Мальчик промолчал. О чём угодно могла просить его старуха, лишь не об этом. Он не стал бы взывать к милосердию прохожих, даже если бы она избила его палкой, как в тот раз, когда решила, что слепой утаил от неё деньги, хотя потом старуха нашла монеты в подкладке плаща, — они провалились туда из рваного кармана.

Нет, он ни за что не станет просить прохожих. И без того невыносимо слушать, как некоторые из них, бросая в чашку монету, восклицают: «Бедняжка, такой маленький, а сколько ему приходится страдать! Ах, как мне жаль его!..»

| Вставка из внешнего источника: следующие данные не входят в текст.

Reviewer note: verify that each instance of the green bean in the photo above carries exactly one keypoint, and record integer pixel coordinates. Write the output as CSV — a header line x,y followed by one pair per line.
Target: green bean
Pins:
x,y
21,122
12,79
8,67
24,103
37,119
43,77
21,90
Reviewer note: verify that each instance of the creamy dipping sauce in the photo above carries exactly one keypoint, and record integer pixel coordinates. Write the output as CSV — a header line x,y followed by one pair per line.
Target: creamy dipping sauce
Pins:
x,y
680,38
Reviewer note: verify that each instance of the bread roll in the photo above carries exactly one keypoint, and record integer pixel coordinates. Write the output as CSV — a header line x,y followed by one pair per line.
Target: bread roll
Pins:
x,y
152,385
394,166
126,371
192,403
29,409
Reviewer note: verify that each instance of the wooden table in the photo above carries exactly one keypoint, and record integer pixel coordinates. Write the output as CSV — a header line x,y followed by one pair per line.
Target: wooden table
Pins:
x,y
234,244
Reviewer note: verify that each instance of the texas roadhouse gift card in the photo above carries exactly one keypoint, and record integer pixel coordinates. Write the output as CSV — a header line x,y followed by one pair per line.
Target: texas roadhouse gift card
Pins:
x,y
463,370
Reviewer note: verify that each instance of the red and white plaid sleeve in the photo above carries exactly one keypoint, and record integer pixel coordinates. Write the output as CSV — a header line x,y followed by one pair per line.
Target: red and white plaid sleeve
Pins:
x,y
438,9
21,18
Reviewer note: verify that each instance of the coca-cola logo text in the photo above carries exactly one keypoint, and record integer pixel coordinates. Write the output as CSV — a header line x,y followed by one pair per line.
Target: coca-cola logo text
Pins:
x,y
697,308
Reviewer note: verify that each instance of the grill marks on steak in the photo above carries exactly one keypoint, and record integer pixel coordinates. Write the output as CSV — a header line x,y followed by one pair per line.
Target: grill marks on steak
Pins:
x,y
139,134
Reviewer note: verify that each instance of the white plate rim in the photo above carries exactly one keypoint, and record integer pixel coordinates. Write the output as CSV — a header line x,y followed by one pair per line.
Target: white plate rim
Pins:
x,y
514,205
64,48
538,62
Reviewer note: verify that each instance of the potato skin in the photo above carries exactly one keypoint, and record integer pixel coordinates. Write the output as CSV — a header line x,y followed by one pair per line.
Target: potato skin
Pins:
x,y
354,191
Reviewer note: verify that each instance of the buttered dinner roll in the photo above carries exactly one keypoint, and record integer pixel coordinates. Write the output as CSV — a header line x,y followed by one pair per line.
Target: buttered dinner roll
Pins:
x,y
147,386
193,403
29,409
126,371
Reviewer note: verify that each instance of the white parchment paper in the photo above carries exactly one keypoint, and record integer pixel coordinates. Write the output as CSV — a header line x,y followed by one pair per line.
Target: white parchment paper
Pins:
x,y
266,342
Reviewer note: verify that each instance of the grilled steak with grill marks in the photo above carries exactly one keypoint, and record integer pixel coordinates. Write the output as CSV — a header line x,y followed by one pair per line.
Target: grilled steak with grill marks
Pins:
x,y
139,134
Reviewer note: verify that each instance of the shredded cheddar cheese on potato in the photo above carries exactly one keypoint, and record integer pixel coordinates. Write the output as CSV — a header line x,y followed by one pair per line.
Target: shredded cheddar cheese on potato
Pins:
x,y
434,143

Старуха, перестав ворчать, подошла к плите и принялась готовить ужин. Слепой сидел неподвижно и даже не старался угадать по запаху, что она варит.

Он думал и, как всегда, о самых необыкновенных вещах. Мальчик пытался вспомнить, сколько времени его не называли по имени, но с тех пор прошло много лет, и ему никак не удавалось вспомнить… Ах, да, это было в тот вечер, когда он принёс хозяйке денег вдвое больше обычного. Как правило, ему бросали пять лир, от силы десять, а тогда один синьор, разумеется, по ошибке, а может быть, это был просто сумасшедший, положил ему бумажку в пятьсот лир. Так или иначе, но в тот день дома был праздник и, что самое удивительное, старуха назвала его по имени и даже сказала ему несколько ласковых слов, но это случилось всего один раз.